The key words “MUST”, “MUST NOT”, “REQUIRED”, “SHALL”, “SHALL NOT”, “SHOULD”, “SHOULD NOT”, “RECOMMENDED”, “MAY”, and “OPTIONAL” in this document are to be interpreted as described in RFC 2119.

  1. Software using Semantic Versioning MUST declare a public API. This API could be declared in the code itself or exist strictly in documentation. However it is done, it should be precise and comprehensive.
  2. A normal version number MUST take the form W.X.Y.Z where W, X, Y, and Z are non-negative integers, and MUST NOT contain leading zeroes. W is the major version, X is the API version, Y is the ABI version, and Z is the patch version. Each element MUST increase numerically. For instance: 3.1.9.0 -> 3.1.10.0 -> 3.1.11.0.
  3. Once a versioned package has been released, the contents of that version MUST NOT be modified. Any modifications MUST be released as a new version.

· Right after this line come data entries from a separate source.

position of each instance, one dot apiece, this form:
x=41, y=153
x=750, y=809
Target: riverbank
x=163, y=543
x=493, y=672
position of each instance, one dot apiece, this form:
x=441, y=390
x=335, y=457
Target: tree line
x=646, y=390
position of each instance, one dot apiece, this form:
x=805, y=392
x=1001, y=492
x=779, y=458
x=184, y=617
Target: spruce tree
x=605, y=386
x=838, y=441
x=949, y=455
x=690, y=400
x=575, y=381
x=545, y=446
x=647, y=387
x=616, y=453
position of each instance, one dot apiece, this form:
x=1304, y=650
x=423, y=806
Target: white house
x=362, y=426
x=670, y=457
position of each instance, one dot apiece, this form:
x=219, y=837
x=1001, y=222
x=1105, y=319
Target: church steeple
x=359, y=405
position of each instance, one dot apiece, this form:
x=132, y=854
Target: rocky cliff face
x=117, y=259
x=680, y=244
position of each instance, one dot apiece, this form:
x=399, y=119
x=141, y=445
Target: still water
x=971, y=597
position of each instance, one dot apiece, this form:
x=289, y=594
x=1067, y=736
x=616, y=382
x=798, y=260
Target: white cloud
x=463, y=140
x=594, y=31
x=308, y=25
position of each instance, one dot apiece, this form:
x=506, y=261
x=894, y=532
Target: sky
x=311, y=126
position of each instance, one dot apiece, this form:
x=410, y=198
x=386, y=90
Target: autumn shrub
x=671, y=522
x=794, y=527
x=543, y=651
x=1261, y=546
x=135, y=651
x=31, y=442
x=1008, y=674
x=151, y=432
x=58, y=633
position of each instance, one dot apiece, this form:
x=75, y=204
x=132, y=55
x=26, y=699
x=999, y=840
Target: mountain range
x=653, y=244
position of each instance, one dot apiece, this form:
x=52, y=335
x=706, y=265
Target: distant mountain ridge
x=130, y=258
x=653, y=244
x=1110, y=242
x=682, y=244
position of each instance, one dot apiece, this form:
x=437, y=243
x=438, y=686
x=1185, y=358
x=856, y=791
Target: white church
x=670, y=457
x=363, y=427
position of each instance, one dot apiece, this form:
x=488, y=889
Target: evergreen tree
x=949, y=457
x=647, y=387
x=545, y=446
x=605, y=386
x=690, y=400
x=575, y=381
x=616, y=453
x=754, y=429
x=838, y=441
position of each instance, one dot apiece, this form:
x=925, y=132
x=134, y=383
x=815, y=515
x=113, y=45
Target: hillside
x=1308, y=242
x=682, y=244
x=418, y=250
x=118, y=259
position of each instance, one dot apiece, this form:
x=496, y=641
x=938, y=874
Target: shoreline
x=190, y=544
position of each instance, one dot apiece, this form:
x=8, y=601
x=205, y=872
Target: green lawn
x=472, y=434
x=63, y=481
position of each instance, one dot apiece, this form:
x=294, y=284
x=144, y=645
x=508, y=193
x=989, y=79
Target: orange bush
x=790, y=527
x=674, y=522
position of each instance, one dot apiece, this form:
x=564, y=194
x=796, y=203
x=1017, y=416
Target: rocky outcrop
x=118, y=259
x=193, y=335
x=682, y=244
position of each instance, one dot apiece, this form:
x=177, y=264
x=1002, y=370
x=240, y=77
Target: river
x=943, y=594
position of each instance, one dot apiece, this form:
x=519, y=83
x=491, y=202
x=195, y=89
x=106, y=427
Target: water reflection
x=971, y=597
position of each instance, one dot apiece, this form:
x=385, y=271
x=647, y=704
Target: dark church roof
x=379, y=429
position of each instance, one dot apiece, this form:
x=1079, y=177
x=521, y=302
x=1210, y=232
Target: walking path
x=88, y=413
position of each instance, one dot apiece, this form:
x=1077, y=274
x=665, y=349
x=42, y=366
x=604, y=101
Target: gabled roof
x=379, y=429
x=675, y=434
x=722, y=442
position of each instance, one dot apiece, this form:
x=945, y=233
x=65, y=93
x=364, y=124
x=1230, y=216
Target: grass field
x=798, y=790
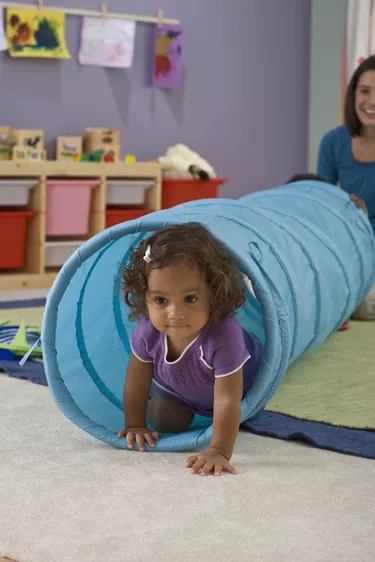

  4. Patch version Z (w.x.y.Z) MUST be incremented if only backwards API-compatible & ABI-compatible changes are introduced.
  5. ABI version Y (w.x.Y.z) MUST be incremented if changes break ABI compatibility with the previous release.
  6. API version X (w.X.y.z) MUST be incremented if changes break public API compatibility with the previous release. It MAY include ABI and patch level changes. It MAY be incremented if substantial new functionality or improvements are introduced within private code. ABI and PATCH version MUST be reset to 0 when API version is incremented. An API breakage is defined as the case where recompiling software against UHD without modifications may yield different results. The following cases, for example, are typically not API-breaking, but are ABI-breaking: adding new public methods, adding new default parameters to public methods if the default case is identical to the previous case.
  7. MAJOR version W (W.x.y.z) MAY be incremented if significant architectural or technological changes are made that warrant identifying the software as a new generation of product.
  8. A pre-release version MAY be denoted by appending a hyphen and a series of dot separated identifiers immediately following the patch version. Identifiers MUST comprise only ASCII alphanumerics and hyphen [0-9A-Za-z-]. Identifiers MUST NOT be empty. Numeric identifiers MUST NOT include leading zeroes. Pre-release versions have a lower precedence than the associated normal version. A pre-release version indicates that the version is unstable and might not satisfy the intended compatibility requirements as denoted by its associated normal version. Examples: 3.1.0.0-alpha, 3.1.0.0-alpha.1, 3.1.0.0-0.3.7, 3.1.0.0-x.7.z.92.
  9. Build metadata MAY be denoted by appending a plus sign and a series of dot separated identifiers immediately following the patch or pre-release version. Identifiers MUST comprise only ASCII alphanumerics and hyphen [0-9A-Za-z-]. Identifiers MUST NOT be empty. Build metadata SHOULD be ignored when determining version precedence. Thus two versions that differ only in the build metadata, have the same precedence. Examples: 3.1.0.0-alpha+001, 3.1.0.0+20130313144700, 3.1.0.0-beta+exp.sha.5114f85.
  10. Precedence refers to how versions are compared to each other when ordered. Precedence MUST be calculated by separating the version into major, API, ABI, patch and pre-release identifiers in that order (Build metadata does not figure into precedence). Precedence is determined by the first difference when comparing each of these identifiers from left to right as follows: Major, API, ABI, and patch versions are always compared numerically. Example: 3.1.0.0 < 3.2.0.0 < 3.2.1.0 < 3.2.1.1. When major, API, ABI, and patch are equal, a pre-release version has lower precedence than a normal version. Example: 3.1.0.0-alpha < 3.1.0.0. Precedence for two pre-release versions with the same major, API ABI, and patch version MUST be determined by comparing each dot separated identifier from left to right until a difference is found as follows: identifiers consisting of only digits are compared numerically and identifiers with letters or hyphens are compared lexically in ASCII sort order. Numeric identifiers always have lower precedence than non-numeric identifiers. A larger set of pre-release fields has a higher precedence than a smaller set, if all of the preceding identifiers are equal. Example: 3.1.0.0-alpha < 3.1.0.0-alpha.1 < 3.1.0.0-alpha.beta < 3.1.0.0-beta < 4.1.0.0-beta.2 < 3.1.0.0-beta.11 < 3.1.0.0-rc.1 < 3.1.0.0.